Access to real data with diverse attributes is critical for effective development of any data analytic algorithm. Benchmarking data repositories have all been vital to the development of research communities focused on algorithm development. This work reports on the development of such a data repository for record linkage.
Objectives and Approach
Establishing a common benchmarking repository of real data can propel a field to the next level of rigor by facilitating comparison of different algorithms, understanding what type of algorithms work best under certain real data conditions and problem domains, promoting transparency and replicability of research, and creating incentives for proper citations for contributions. In addition, benchmarking repositories can bring together the diverse stakeholders (e.g., computer scientists, statisticians, data custodians, data users including social, behaviour, economic, and health (SBEH) scientists) that can advance the field more effectively than could researchers from any single discipline.
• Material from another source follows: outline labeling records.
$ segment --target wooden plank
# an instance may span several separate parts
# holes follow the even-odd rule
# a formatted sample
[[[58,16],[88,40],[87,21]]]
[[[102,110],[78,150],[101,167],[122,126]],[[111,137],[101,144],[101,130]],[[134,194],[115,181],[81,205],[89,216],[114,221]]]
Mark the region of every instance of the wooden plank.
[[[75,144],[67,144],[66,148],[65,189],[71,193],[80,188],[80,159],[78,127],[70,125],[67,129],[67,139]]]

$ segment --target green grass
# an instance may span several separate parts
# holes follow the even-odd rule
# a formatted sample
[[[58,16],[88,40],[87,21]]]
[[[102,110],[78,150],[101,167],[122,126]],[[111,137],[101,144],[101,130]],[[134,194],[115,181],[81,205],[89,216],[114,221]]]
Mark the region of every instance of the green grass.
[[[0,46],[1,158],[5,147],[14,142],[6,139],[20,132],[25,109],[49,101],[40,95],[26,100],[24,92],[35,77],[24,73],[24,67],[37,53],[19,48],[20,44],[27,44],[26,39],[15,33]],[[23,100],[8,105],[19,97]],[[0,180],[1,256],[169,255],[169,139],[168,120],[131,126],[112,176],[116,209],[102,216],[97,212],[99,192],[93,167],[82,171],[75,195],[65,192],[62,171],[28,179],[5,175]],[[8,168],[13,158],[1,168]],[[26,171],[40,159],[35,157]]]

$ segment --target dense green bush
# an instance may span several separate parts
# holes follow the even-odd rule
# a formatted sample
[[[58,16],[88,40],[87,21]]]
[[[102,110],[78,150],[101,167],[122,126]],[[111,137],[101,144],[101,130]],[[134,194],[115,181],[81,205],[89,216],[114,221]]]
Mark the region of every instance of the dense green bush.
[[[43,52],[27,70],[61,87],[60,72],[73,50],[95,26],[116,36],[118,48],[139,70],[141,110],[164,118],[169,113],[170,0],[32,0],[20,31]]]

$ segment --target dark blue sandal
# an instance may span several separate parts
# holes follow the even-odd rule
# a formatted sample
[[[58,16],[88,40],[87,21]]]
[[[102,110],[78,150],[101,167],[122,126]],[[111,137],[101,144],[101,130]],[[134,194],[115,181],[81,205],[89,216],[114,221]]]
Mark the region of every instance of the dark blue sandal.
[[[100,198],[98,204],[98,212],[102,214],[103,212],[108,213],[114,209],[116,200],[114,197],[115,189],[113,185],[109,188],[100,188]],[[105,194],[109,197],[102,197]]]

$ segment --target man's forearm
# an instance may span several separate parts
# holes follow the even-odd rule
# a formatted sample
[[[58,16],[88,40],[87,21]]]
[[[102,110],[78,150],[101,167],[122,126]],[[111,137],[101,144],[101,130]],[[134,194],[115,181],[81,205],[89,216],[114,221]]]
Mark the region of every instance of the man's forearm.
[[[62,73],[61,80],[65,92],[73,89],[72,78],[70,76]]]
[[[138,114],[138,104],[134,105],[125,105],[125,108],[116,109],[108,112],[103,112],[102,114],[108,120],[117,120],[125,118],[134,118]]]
In Fall 2016, international leaders in record linkage formed a Data Linkage Repository workgroup (DLRep) to establish a benchmarking data repository for record linkage. The workgroup is working in collaboration with The Inter-university Consortium for Political and Social Research (ICPSR) to host the site data repository planned for release in Summer 2018. The repository for record linkage research will house various types of real data that require linking with metadata, unique handles for citations, proposed algorithms for evaluation criteria, and a platform for posting, sharing, and comparing results as well as citations of relevant papers. Some datasets will have the gold standard published that researchers can evaluate their results against. Other datasets will gather results to build the gold standard as a community.
Record linkage methodology is important to domains where data needs to be integrated from multiple sources, including diverse disciplines. Establishing an international interdisciplinary research community around a benchmark data linkage repository to validate and compare linkage algorithms is crucial to fully realizing the social benefits of data about people.